"On my solemnest word of honor, on my awful love for you," she said with terrible earnestness, "I swear to you, Fred, that never once have I been unfaithful to you, even in thought."
"Never seen Chalfont in town, I suppose?" It was a chance shot, but Woolf saw that it had struck home. "Oh, so you have!" he followed up quickly. "Well—upon my word! That means, before I went away."
"Yes. You shan't say I'm deceiving you. I went to him to borrow some diamonds for Lexie."
The astonishing avowal staggered him.
"That's a pretty admission!" he laughed satirically. "Gentlemen are not in the habit of lending girls diamonds for nothing!"
"Oh, what do you know what gentlemen do?" she retorted, losing control of her temper.
Had she deliberately tried to wound his self-esteem she could have chosen no better way. Inadvertently she had touched on the raw. Woolf would not have admitted it for the world, but deep down in his consciousness he knew that he was not a gentleman and had no pretensions to be called one.
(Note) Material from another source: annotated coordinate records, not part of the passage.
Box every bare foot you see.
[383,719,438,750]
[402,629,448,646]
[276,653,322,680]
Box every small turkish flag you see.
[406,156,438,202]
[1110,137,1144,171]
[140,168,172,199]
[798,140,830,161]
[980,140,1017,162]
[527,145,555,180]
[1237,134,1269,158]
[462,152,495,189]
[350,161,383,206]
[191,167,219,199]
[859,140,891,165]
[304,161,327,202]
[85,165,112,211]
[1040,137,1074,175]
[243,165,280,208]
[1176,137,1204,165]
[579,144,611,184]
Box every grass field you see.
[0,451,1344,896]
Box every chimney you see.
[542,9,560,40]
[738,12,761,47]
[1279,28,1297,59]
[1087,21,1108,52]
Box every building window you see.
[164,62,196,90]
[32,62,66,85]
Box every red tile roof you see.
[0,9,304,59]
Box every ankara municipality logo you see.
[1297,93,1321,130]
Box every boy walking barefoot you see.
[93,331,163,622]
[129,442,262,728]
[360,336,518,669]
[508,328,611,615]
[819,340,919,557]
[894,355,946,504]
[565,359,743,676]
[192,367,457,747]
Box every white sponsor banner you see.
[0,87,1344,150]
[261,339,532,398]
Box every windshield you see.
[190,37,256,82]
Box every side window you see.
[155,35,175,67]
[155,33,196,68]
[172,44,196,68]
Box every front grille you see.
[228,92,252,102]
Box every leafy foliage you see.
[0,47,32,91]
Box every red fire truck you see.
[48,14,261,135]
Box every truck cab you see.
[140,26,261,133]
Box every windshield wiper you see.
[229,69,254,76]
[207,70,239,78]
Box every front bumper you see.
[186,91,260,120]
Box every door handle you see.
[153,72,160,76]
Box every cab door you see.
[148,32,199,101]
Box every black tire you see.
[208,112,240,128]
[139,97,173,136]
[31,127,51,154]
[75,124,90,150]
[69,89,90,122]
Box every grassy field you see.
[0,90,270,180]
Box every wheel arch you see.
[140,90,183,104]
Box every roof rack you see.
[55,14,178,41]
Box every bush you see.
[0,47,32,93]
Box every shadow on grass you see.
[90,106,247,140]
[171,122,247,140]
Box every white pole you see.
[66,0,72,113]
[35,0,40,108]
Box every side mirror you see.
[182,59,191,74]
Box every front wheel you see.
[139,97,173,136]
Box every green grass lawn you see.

What galled him more than all was that Maggy, whose status would have been considered a grade lower than his own, must have detected the social difference between himself and a man like Chalfont. Accidentally she found the vulnerable chink in his armor of swagger and carefully acquired polish.
"That will do," he said, getting up and flushing darkly. "It's a bit too thick when a girl of your class sets up to criticise a man of mine. I'm not a gentleman? Very well, that ends it between you and me."
The stark finality of his words and manner made her tremble all over.
"You mean—Oh, my God, Fred, you can't mean you're done with me?"